Leonardo Sakamoto - Essa situação começa com a miséria extrema, que empurra o trabalhador para procurar emprego longe de casa. Como “peão de trecho”, ele deixa a sua terra e vai de trecho em trecho procurar trabalho, sem rumo, em busca recursos para voltar para casa. Ao ouvir histórias dos “gatos” [intermediários entre o fazendeiro e o trabalhador] de que há emprego em determinadas regiões (principalmente as de fronteira agrícola), o trabalhador é atraído para o trabalho escravo. O gato promete muito e dá tudo: roupa, comida etc. O trabalhador vai feliz, mas na hora do pagamento, é descontado pelo que consumiu e o salário é muito pouco para pagar suas dívidas, que só vão aumentando. Há casos em que os trabalhadores recebem até R$ 10 por mês (como numa fazenda de cana, em Ulianópolis, no Pará, da qual 1108 trabalhadores foram resgatados recentemente pelo grupo móvel de fiscalização). Dessa forma, endividamento, trabalho extremamente degradante, isolamento geográfico, retenção de documentos, ameaça psicológica, espancamento e até assassinato (para demonstrar poder aos outros trabalhadores) caracterizam a situação dessas pessoas que têm sua liberdade cerceada pelos fazendeiros.
Rets - A sociedade civil está mobilizada para combater o trabalho escravo? Qual é o papel das organizações que trabalham com esse tema?

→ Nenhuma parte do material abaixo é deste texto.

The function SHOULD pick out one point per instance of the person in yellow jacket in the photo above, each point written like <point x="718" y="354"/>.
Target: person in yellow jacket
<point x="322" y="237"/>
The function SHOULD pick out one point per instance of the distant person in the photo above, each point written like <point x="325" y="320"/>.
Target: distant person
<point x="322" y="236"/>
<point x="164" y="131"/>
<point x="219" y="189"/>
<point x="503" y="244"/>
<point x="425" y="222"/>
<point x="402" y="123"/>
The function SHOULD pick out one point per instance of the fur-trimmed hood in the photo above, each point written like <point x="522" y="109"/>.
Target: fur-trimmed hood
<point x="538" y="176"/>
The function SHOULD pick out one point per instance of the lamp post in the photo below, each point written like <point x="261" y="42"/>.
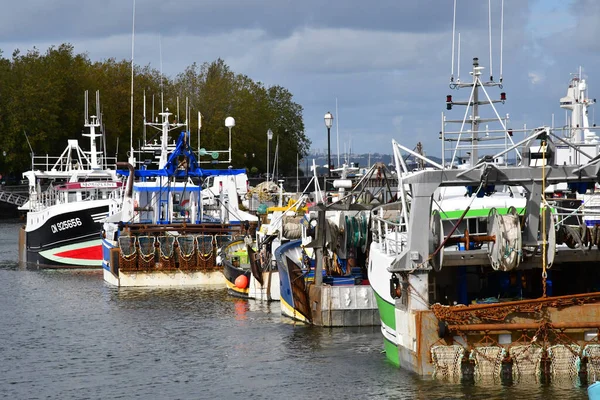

Leonardo Sakamoto - Uma série de projetos e organizações atuam no atendimento a vítimas, recebem denúncias e as encaminham para o Ministério Público do Trabalho, e atuam na prevenção com ações de geração de emprego e renda. Muitos utilizam a economia solidária como alternativa de reinserção, para que os trabalhadores libertados possam ficar em suas comunidades e não retornem à escravidão. Nessa linha, posso citar o projeto Trilhas de Liberdade e os Sindicatos de Trabalhadores Rurais, por exemplo. Há ainda os que pressionam a sociedade e o governo para que atuem no combate ao trabalho escravo e lutam por uma Justiça célere para julgar esses casos. Nesse sentido, a Comissão Pastoral da Terra (CPT) é sem dúvida a principal iniciativa.